Named plaintiff Brenda Otte alleges that the Cigna subsidiaries are violating the Employee Retirement Income Security Act of 1974 (ERISA) by investing death benefits owed to beneficiaries without making full disclosures or accounting to the beneficiaries.  The division of the class into two sub-classes, one for claims that accrued during the three years before the action’s September 2009 filing date and the second for claims that accrued during the three years before the start of the first class claim period, reflects that an outstanding legal determination remains as to whether the complex ERISA statute of limitations could potentially preclude the latter class’ claims.  Additionally, Judge Stearns recognized that “the claims of the [second] sub-class may be so individualized as to be unmanageable as a class action.”  Order at 19 n.13.  Soon after certification, the court issued a scheduling order specific to determinations bearing only on the class as to which doubts remained.  Explaining why he opted for innovative case management tactics rather than simply denying certification altogether, Judge Stearns noted that “‘[c]ourts traditionally have been reluctant to deny class action status under Rule 23(b)(3) simply because affirmative defenses may be available against individual members.’” Order at 19, citing Smilow v. Bell Mobile Sys., Inc., 323 F.3d 32, 39 (1st Cir. 2003).

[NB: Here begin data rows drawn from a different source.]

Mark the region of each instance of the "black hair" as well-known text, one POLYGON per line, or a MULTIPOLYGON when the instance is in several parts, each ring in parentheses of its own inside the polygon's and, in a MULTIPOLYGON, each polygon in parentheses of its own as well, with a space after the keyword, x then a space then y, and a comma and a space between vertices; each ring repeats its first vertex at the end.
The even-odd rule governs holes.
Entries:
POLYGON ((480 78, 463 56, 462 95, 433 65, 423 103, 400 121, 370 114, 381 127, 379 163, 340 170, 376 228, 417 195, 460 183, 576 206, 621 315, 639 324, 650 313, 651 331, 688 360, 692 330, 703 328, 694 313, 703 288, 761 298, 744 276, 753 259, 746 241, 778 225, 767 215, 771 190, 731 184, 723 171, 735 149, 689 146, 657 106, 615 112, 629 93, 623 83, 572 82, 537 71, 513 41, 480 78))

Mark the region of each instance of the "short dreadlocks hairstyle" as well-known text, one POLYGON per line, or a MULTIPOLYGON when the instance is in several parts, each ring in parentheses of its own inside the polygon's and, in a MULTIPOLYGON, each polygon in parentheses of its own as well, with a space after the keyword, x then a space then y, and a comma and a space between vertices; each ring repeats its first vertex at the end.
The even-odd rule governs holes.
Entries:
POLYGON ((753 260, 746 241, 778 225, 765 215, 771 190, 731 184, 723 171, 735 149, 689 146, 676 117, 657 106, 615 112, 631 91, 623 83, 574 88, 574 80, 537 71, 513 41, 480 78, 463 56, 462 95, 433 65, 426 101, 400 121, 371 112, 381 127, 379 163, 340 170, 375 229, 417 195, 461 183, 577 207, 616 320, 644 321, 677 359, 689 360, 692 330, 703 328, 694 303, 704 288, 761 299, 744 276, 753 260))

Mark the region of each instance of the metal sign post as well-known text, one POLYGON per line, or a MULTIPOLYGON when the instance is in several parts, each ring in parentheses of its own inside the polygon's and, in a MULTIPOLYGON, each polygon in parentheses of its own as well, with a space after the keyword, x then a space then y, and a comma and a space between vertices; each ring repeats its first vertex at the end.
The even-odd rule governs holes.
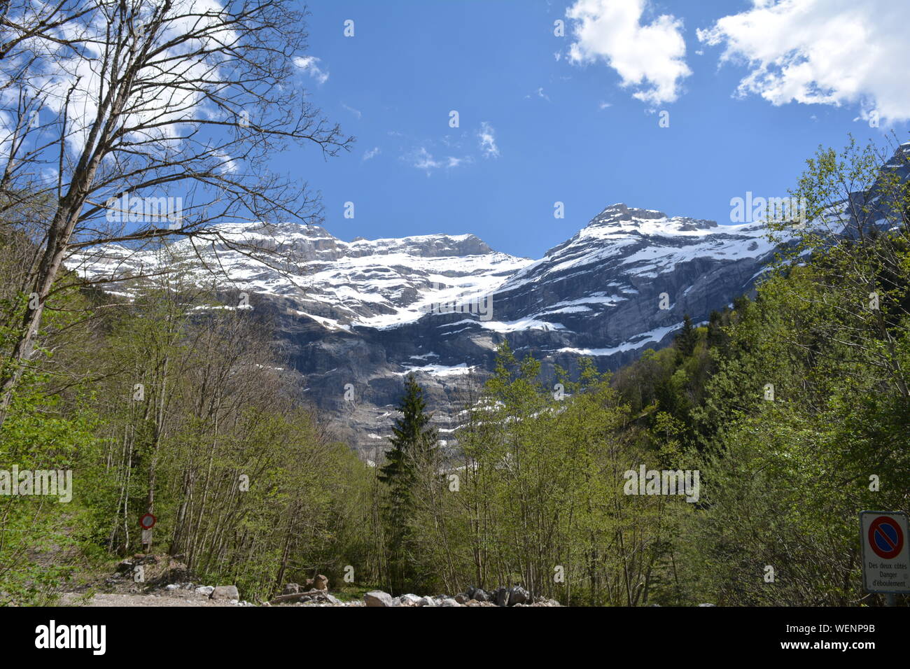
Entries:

Thus, even as to an individual defense with complex underlying factual determinations, such challenges can be localized in specific sub-classes, preserving both the defendant’s due process rights and the efficiencies of class actions, rather than warranting a sweeping denial of class certification.  Moreover, Judge Stearns modifying the class definition on his own initiative underscores the fact that issues with class definitions ought not be a barrier to class certification.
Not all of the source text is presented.